Di tengah derasnya arus informasi digital dan kemudahan menyebar opini di media sosial, masyarakat kita semakin rentan terpapar pengaruh pihak-pihak tertentu yang ingin membuat kekacauan dalam negara. Mereka tidak selalu terlihat sebagai "penjahat", justru sering tampil sebagai tokoh yang tampaknya "berpihak pada rakyat", padahal sesungguhnya ada agenda tersembunyi di baliknya.
Kenali Gejalanya: Bukan Sekadar Perbedaan Pendapat
Perlu dibedakan antara kritik yang konstruktif terhadap negara dan upaya sistematis untuk merusak legitimasi negara. Oknum yang berniat mengacau kerap menggunakan:
- Isu sensitif seperti SARA, ketimpangan ekonomi, atau kasus korupsi untuk memantik kemarahan publik.
- Manipulasi opini melalui potongan video, quote palsu, atau narasi yang dilebih-lebihkan.
- Mobilisasi massa tanpa landasan hukum yang jelas.
- Penyebaran kebencian terhadap lembaga-lembaga negara (KPK, Mahkamah, Kepolisian, Pemerintah).
Tujuan utamanya bukan solusi, tetapi destabilisasi: membuat publik kehilangan kepercayaan terhadap institusi negara.
Dasar & Teori Hukum yang Relevan
Hukum Indonesia telah memagari ruang kebebasan berekspresi dengan koridor tanggung jawab. Beberapa dasar hukum yang relevan antara lain:
- Pasal 28J UUD 1945, yang menyatakan bahwa kebebasan berpendapat dibatasi oleh hak orang lain dan ketertiban umum.
- UU No. 19 Tahun 2016 tentang ITE, khususnya Pasal 28 ayat (2) yang melarang penyebaran informasi yang menimbulkan kebencian.
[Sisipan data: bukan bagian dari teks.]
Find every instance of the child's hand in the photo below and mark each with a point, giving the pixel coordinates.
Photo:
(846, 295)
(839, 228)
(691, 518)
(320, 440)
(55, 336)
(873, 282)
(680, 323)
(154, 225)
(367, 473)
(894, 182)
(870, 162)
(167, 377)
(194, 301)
- Pasal 160 KUHP tentang penghasutan terhadap umum untuk melakukan perbuatan pidana.
Dari perspektif teori hukum, ini bisa dilihat dalam konteks teori fungsionalisme hukum (Emile Durkheim): hukum hadir untuk menjaga solidaritas sosial. Maka, ketika ada aktor yang secara sadar memanfaatkan hukum sebagai alat konflik dan provokasi, ia sedang merusak solidaritas itu sendiri.
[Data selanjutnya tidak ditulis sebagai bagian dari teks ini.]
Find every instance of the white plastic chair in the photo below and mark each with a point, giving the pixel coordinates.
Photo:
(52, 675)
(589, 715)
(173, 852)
Penalaran Hukum: Demokrasi Bukan Anarki
Dalam negara hukum (rechtsstaat), semua pihak tunduk pada proses hukum, bukan opini liar. Demokrasi tidak berarti bebas sebebas-bebasnya tanpa tanggung jawab. Sebaliknya, demokrasi membutuhkan kedewasaan kolektif. Maka masyarakat harus paham bahwa:
- Kebebasan berbicara tidak boleh mematikan nalar hukum.
- Kritik harus disalurkan lewat saluran sah: laporan hukum, lembaga pengawas, atau media yang bertanggung jawab.
- Gerakan sosial harus disertai data, bukan sekadar narasi marah.
Lindungi Keluarga Kita dari Jerat Provokasi
Mereka yang ikut arus provokasi kadang bukan karena jahat, tapi karena tidak tahu mereka sedang diperalat. Maka tugas kita adalah melindungi anggota keluarga kita, terutama yang rentan: anak muda yang aktif online, atau orangtua yang baru mengenal internet dan belum bisa memilah informasi.
Dampak ikut-ikutan dalam gerakan destruktif sangat fatal:
- Bisa terjerat hukum pidana.
- Merusak reputasi pribadi dan keluarga.
- Mengalami tekanan sosial dan psikologis.
Sebaliknya, menjauh dari provokasi memberi dampak positif:
- Keluarga menjadi lebih tenang dan bijak.
- Masyarakat lebih stabil dan damai.
- Kita ikut membangun bangsa secara sehat dan bermartabat.
Penutup: Jaga Akal Sehat, Jaga Negara
Dalam kondisi sosial yang mudah bergolak ini, kita harus kembali pada akal sehat, data, dan hukum. Jangan biarkan emosi mengalahkan rasionalitas. Siapa pun bisa menjadi korban manipulasi jika kita tidak waspada.
Negara ini dibangun oleh para pendiri bangsa dengan pengorbanan besar. Maka kita punya tanggung jawab untuk menjaga, bukan merobohkannya.